研究課題
本研究は、「RNA修飾酵素がどのようにして、RNA分子種・部位特異的に作用するのかを解明する」ことを究極の目標としています。平成30年度は、3年計画の最終年度にあたります。本年度は、葉酸依存性tRNAメチル化酵素のtRNA修飾ネットワークにおける役割の研究から派生して、細胞内の葉酸代謝経路の中でtRNAメチル化酵素はどのぐらいの葉酸誘導体を消費するのかについて報告しました。また、好熱菌のtRNA修飾と修飾酵素およびThermus thermophilusのtRNA修飾の制御因子に関する2つの総説を発表しました。
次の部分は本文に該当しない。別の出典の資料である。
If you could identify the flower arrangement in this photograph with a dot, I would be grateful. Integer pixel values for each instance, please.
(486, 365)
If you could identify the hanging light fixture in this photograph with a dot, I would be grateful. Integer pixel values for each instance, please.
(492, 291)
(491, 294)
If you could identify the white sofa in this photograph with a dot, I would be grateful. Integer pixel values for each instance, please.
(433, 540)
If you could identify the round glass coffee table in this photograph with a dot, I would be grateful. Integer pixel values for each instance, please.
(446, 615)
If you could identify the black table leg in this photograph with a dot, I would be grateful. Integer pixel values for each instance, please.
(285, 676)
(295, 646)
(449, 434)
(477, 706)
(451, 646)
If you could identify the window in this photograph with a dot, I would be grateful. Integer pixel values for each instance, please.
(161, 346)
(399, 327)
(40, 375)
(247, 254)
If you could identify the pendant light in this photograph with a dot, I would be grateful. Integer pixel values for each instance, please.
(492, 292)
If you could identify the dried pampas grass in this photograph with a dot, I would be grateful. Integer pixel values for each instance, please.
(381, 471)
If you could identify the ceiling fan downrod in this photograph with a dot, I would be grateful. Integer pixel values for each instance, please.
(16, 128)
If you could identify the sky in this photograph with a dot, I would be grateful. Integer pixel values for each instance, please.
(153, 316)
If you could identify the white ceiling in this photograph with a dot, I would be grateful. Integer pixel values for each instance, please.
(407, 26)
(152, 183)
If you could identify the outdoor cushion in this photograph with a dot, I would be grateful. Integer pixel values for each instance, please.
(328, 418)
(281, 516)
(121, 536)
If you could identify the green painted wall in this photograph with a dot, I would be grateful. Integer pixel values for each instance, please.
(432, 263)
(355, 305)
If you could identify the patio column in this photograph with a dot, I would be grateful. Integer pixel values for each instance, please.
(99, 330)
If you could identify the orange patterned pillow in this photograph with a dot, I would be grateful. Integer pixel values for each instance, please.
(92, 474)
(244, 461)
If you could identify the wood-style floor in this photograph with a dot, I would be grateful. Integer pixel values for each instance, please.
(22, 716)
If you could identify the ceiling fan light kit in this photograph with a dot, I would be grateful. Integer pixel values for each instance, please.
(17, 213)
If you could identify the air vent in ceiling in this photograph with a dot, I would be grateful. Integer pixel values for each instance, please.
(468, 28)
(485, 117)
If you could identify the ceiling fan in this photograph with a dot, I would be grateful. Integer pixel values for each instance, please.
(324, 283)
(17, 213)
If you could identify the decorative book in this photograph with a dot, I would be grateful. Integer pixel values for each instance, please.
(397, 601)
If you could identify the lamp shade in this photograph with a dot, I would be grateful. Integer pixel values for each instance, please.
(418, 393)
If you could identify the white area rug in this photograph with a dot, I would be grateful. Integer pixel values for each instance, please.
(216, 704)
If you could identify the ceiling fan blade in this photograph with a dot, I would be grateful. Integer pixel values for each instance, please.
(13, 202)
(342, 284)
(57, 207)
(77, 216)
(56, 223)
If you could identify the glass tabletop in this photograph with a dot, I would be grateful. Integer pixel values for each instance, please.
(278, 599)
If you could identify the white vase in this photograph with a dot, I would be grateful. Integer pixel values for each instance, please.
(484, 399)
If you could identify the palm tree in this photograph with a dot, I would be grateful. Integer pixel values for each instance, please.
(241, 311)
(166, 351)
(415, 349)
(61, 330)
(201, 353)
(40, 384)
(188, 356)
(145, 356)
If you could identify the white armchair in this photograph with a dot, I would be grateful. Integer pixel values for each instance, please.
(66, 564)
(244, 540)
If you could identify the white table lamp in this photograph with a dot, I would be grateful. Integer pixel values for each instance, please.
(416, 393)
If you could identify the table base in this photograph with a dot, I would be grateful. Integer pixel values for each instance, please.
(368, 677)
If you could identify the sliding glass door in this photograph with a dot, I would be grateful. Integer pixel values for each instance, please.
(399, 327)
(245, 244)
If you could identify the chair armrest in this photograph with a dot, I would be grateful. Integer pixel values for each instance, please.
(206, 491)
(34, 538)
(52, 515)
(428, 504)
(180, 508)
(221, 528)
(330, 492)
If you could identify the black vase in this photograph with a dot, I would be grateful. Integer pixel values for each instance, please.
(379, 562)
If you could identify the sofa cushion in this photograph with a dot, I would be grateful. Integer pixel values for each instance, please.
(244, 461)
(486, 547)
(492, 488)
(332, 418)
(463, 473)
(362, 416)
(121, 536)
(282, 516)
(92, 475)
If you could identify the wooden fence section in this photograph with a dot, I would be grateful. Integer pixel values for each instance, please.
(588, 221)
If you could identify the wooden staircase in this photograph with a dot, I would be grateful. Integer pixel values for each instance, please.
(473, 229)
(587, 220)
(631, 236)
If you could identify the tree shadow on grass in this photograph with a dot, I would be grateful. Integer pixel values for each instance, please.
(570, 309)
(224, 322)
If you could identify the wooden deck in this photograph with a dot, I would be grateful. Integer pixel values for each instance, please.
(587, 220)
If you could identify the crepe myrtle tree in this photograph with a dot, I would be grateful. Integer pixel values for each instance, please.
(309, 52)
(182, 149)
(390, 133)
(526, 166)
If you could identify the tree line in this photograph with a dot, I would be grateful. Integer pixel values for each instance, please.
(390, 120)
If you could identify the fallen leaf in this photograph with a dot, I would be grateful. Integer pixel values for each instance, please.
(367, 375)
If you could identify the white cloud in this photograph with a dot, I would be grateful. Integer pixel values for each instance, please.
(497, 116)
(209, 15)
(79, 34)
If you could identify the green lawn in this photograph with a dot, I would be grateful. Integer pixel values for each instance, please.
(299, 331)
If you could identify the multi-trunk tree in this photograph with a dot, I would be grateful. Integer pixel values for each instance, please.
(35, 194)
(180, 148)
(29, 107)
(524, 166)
他に、(1)超好熱菌が高温環境で生育する上で2, 2-ジメチルグアノシンの修飾が必須なこと、(2)真核生物のマルチサブユニットtRNAメチル化酵素Trm7-Trm734の認識部位が、アンチコドンアームの修飾とその配列だけでなく、D-アーム上にも存在し、それがTrm734との接触領域となっており、それらを考慮すると、少なくとも酵母の場合はすべてのtRNAの修飾パターンの説明がつくこと、また、Trm734は従来知られていなかったWD40リピートを3つ持つタンパク質であること(3)真核生物のTrm11-Trm112は、メチル化部位(G10)の周辺領域だけでなく、アンチコドンアーム領域をTrm112を介して認識することなどを論文としてまとめ、投稿しましたが、いずれも現在、追加実験求むの裁定になっており、詰めを急いでいます。理化学研究所・横浜研究所との共同研究では、(1)サブユニットを解離させずにヒトm6Aメチル化酵素複合体を調製することができ、(2)16S リボソーマルRNAのシュードウリジル化が少なくとも2つの遺伝子産物によることを明らかにしましたが、未報告の状態です。
平成30年度が最終年度であるため、記入しない。